# Overview

$${\tt BigVAR}$$ is the companion R package to the papers “VARX-L: Structured Regularization for Large Vector Autoregression with Exogenous Variables” (Joint with David Matteson and Jacob Bien) and “High Dimensional Forecasting via Interpretable Vector Autoregression (HLag)” (Joint with Ines Wilms, David Matteson, and Jacob Bien).

$${\tt BigVAR}$$ allows for the simultaneous estimation and forecasting of high-dimensional time series by applying structured penalties to the standard vector autoregression (VAR) and vector autoregression with exogenous variables (VARX) frameworks. This is useful in many applications which make use of time-dependent data, such as macroeconomics, finance, and internet traffic, as the conventional VAR and VARX are heavily overparameterized. In addition, as stated in Ghysels and Marcellino (2018), VARs with “large enough” lag order can adequately approximate VARMA models.

Our package adapts solution methods from the regularization literature to a multivariate time series setting, allowing for the computationally efficient estimation of high-dimensional VAR and VARX models.

We also allow for least squares refitting based on the nonzero support selected by our procedures as well as the ability to incorporate mild non-stationarity by shrinking toward a vector random walk. For more information on these extensions, we refer you to our papers Nicholson, Matteson, and Bien (2017b) and Nicholson et al. (2020).

This vignette presents a brief formal overview of our notation, the models contained in $${\tt BigVAR}$$, and the functionality of the package. For an interactive tutorial see the shiny app. Any questions or feature requests with regard to $${\tt BigVAR}$$ can be addressed to . If you have basic questions about VAR or multivariate time series in general, we recommend consulting Lütkepohl (2005).

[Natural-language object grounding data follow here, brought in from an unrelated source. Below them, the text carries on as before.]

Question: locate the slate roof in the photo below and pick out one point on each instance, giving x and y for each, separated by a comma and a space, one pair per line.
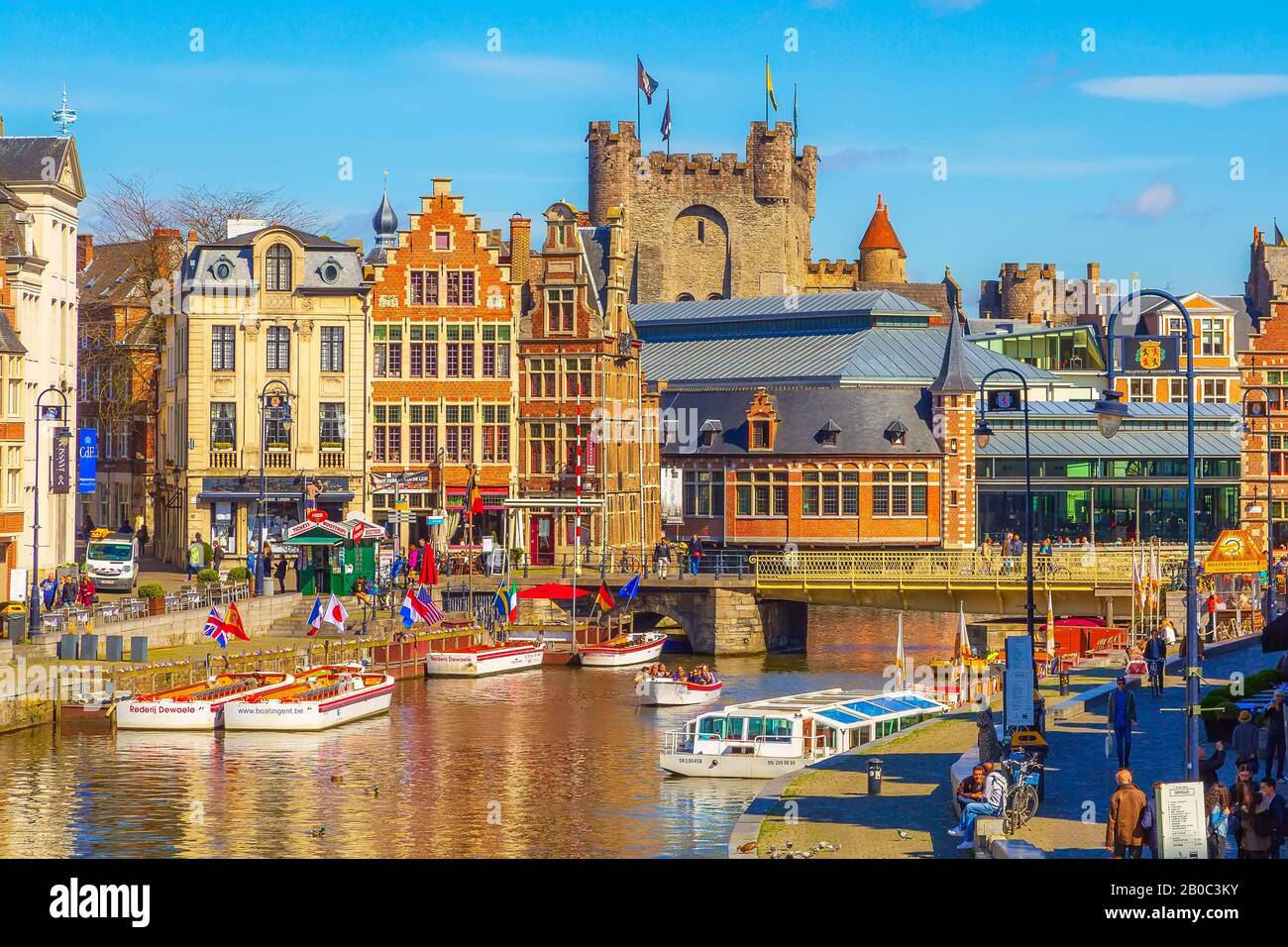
1126, 444
911, 356
22, 158
767, 308
863, 416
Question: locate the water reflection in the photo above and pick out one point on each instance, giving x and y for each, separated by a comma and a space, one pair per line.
553, 763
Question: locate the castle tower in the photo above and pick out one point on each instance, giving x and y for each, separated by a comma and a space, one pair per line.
953, 410
881, 257
706, 226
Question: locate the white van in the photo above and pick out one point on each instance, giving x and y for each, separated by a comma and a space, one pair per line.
112, 562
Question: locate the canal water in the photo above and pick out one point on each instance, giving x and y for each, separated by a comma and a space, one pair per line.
558, 763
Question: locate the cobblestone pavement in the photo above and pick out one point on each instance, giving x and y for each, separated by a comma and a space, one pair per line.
831, 804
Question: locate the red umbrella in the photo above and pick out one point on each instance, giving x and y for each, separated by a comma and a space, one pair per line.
553, 590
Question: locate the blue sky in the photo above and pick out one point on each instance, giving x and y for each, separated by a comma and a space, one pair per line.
1120, 155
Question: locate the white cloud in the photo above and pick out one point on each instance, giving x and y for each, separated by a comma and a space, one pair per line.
1209, 90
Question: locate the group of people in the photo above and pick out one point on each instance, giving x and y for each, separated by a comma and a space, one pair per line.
694, 554
702, 674
67, 591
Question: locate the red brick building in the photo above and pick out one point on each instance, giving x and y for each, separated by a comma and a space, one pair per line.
443, 368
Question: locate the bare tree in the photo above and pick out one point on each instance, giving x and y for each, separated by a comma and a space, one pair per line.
207, 210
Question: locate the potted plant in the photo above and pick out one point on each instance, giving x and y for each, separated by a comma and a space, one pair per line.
155, 596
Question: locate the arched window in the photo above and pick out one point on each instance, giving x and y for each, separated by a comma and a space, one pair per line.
277, 268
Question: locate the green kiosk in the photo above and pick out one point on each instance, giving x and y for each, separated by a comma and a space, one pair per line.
335, 554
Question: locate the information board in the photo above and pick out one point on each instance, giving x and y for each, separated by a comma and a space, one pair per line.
1018, 706
1181, 819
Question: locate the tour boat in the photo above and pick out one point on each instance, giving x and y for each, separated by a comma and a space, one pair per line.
635, 648
668, 692
316, 699
481, 660
776, 736
200, 706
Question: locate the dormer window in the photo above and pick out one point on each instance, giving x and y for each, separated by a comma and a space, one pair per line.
708, 431
828, 433
277, 268
330, 269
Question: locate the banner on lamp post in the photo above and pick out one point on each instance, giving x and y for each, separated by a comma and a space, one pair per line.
86, 460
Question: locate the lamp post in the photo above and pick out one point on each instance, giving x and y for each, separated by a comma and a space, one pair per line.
1111, 412
1270, 493
53, 412
982, 436
274, 405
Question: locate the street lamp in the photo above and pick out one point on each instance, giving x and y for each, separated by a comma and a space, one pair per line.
44, 412
274, 405
983, 433
1270, 493
1109, 414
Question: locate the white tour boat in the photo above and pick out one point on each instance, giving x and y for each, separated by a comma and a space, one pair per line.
200, 706
481, 660
317, 699
771, 737
668, 692
635, 648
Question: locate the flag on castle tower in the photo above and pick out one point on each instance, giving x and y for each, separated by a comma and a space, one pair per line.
647, 84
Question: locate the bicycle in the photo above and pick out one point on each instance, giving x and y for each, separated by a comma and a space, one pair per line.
1021, 795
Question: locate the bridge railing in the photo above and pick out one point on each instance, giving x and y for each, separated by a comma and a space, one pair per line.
902, 567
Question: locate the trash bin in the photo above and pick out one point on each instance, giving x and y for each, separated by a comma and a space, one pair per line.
14, 622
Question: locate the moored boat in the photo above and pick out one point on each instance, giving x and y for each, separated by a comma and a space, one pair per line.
482, 660
767, 738
668, 692
200, 706
635, 648
317, 699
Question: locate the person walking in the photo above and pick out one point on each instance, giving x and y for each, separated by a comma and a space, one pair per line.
1124, 832
1155, 656
1244, 741
662, 560
1122, 715
1275, 737
1216, 800
995, 796
196, 557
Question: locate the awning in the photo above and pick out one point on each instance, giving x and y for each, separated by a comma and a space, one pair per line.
554, 590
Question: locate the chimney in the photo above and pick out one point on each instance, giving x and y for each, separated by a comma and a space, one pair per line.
520, 248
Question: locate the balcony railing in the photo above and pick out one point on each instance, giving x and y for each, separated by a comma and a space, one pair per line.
277, 459
223, 460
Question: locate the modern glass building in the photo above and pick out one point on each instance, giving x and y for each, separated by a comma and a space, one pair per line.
1131, 486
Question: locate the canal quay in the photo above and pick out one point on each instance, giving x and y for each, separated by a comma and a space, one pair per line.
553, 763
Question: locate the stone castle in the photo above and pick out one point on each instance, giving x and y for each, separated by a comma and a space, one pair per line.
706, 226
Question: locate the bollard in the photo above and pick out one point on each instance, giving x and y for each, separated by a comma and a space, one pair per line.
875, 777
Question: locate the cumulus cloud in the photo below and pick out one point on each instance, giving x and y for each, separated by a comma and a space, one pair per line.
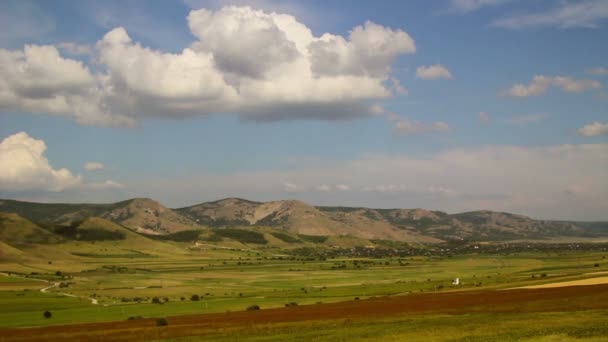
405, 126
566, 14
525, 180
324, 188
93, 166
594, 129
343, 187
484, 117
433, 72
292, 187
540, 84
75, 48
296, 75
598, 71
24, 166
527, 119
39, 80
466, 6
108, 184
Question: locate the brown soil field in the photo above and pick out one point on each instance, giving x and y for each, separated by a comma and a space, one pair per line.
574, 298
581, 282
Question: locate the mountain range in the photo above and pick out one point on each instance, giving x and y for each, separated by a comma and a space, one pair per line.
149, 217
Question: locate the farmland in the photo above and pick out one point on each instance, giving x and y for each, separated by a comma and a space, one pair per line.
108, 282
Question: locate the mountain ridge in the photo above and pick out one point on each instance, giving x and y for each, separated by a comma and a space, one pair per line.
145, 215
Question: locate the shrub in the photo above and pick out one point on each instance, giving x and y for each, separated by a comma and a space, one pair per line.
284, 237
313, 238
242, 235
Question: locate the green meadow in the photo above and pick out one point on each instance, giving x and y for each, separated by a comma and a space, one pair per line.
171, 279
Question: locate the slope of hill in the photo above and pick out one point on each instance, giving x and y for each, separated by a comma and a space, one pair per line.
296, 217
139, 214
15, 230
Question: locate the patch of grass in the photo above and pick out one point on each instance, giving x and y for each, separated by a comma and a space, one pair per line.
313, 238
242, 235
285, 237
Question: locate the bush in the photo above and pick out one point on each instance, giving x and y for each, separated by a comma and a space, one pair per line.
313, 238
284, 237
242, 235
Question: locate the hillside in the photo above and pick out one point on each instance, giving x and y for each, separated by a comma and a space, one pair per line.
296, 217
139, 214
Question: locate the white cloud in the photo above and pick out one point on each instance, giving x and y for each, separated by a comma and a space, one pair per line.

Notation and Methodology provides an overview of the VARX model as well as the $${\tt BigVAR}$$ framework. Our penalty structures are described in VARX-L and HLAG. Empirical penalty parameter selection procedures are discussed in Penalty Parameter Selection and N-fold cross validation. Package specific syntax is detailed in BigVAR Details. Finally, example applications and extensions of $${\tt BigVAR}$$ are provided in Selecting a Structure and Impulse Response Functions.

## Installation

The stable version of $${\tt BigVAR}$$ is available on cran. The developmental release can be installed from github using the following command:

install_github("wbnicholson/BigVAR/BigVAR")

## Quick Start

In this section, we provide a basic overview of the capabilities of $${\tt BigVAR}$$. Further sections will provide elaboration as to the full functionality of $${\tt BigVAR}$$.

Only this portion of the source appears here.